In 1889 the German biologist Theodor Boveri began his experiments in Naples on 'hybridisation' of different species of sea urchin, in order to determine whether the core, the protoplasm or both determine inheritance and development. Boveri demonstrates the dominant role of the nucleus in heredity and genetic diversity of the chromosomes, establishing a link with the Mendelian theory, which had just been rediscovered and proposing an initial 'chromosome theory of heredity’.

Between 1908 and 1914, Otto Warburg spent several periods at the Stazione Zoologica, where he carried out his first independent research on the oxygen consumption by the urchin egg after fertilization. In 1909 he discovered that iron is essential for the development of the larval state, thus beginning a new research program on cellular breathing, research that later won him the 1931 Nobel Prize for his discovery of the cytochrome oxydase.

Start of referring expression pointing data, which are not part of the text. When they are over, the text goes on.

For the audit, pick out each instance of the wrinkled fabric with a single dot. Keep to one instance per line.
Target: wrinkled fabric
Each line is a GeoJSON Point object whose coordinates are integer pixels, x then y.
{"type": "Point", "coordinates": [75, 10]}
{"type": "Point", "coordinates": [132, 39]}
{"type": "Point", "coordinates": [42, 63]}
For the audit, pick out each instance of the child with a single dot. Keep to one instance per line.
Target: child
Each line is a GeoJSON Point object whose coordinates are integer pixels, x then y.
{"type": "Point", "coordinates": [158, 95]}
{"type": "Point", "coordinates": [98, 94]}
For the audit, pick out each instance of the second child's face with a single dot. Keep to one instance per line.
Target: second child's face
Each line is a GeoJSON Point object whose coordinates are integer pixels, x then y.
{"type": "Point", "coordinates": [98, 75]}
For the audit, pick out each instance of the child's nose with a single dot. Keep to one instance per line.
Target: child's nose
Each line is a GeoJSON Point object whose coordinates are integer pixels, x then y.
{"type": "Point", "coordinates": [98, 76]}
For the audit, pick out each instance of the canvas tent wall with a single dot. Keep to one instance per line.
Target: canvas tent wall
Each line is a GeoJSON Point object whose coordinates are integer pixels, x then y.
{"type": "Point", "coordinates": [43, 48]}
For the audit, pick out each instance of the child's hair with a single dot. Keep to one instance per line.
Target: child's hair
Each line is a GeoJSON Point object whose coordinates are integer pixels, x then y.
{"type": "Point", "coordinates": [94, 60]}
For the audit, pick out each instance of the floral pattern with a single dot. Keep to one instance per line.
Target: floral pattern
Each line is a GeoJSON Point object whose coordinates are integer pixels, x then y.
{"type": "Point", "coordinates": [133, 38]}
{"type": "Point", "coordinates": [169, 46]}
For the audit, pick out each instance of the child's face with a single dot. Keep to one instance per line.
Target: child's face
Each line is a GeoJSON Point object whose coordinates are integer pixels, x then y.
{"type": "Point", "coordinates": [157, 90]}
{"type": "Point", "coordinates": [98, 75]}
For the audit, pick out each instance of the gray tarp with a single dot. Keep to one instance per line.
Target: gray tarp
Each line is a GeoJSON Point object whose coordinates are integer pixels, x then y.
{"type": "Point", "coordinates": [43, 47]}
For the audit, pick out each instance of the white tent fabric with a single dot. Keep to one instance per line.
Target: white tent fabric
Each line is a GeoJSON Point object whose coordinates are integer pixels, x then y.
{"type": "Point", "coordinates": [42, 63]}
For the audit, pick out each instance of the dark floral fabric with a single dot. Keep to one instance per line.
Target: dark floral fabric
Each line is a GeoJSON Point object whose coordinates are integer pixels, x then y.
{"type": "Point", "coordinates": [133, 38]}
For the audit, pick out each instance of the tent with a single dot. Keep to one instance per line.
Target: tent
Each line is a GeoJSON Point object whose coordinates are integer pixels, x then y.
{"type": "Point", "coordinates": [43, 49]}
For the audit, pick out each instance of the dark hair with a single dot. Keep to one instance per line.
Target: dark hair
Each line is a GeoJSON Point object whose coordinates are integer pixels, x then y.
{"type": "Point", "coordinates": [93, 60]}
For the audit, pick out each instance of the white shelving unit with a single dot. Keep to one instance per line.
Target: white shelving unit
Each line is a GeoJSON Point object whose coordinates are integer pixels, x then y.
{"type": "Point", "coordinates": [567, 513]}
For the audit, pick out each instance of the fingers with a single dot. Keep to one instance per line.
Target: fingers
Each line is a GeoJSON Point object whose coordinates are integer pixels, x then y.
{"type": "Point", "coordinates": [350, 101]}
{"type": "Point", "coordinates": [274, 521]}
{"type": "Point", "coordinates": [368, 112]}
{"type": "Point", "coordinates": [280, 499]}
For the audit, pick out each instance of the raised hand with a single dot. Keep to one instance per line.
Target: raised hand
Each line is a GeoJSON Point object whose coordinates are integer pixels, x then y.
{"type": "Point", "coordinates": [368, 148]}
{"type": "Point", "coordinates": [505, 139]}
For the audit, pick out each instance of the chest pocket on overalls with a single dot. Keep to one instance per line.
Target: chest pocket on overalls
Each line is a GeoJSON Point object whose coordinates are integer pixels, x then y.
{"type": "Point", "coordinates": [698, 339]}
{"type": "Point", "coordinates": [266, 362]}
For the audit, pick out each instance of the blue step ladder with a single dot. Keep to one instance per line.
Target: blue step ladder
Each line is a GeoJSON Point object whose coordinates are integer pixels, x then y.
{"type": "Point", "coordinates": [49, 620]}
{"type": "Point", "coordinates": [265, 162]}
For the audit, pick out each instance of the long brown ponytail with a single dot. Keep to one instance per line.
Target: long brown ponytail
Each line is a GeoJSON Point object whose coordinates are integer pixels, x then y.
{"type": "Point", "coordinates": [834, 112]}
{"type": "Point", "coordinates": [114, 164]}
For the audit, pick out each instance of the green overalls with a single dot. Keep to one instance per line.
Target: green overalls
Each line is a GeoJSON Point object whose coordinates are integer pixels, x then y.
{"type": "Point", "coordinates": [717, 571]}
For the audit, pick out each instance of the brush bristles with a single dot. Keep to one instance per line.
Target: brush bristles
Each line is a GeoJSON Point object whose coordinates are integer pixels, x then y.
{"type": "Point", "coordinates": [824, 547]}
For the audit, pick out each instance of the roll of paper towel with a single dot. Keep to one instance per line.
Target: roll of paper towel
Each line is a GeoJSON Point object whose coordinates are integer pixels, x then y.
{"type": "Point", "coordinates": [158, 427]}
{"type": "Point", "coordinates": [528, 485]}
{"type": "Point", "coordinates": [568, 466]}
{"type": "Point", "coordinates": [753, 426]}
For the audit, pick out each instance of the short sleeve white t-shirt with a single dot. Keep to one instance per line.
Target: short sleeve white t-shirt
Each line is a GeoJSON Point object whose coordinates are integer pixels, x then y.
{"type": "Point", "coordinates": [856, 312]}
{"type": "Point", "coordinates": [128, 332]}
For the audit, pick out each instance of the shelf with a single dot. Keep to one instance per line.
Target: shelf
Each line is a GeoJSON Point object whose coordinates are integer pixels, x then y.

Between 1866 and 1945 Thomas Hunt Morgan works at the Stazione Zoologica before turning to genetics and create the 'Drosophila Group ', giving rise to the chromosome theory of inheritance.



Nel 1889 il biologo tedesco Theodor Boveri inizia a Napoli i suoi esperimenti di "ibridazione" fra specie diverse di riccio di mare, allo scopo di stabilire se è il nucleo, il protoplasma o entrambi a determinare l'eredità e lo sviluppo. Boveri dimostra il ruolo dominante del nucleo nella trasmissione ereditaria e la diversità genetica dei cromosomi, stabilendo un legame con la teoria mendeliana, che era stata appena riscoperta e proponendo una prima "teoria cromosomica dell'eredità".

Fra il 1908 e il 1914, Otto Warburg trascorre diversi periodi alla Stazione, dove realizza la sua prima ricerca indipendente sul consumo di ossigeno da parte dell'uovo di riccio dopo la fecondazione. Nel 1909 egli scopre che il ferro è essenziale per lo sviluppo dello stato larvale, iniziando così un nuovo programma di ricerca sulla respirazione, che gli varrà il premio Nobel nel 1931 per la scoperta della citocromoossidasi.
Tra il 1866 e il 1945 Thomas Hunt Morgan lavora alla Stazione prima di dedicarsi alla genetica e creare il "Gruppo della Drosophila", dando origine alla teoria cromosomica dell'eredità.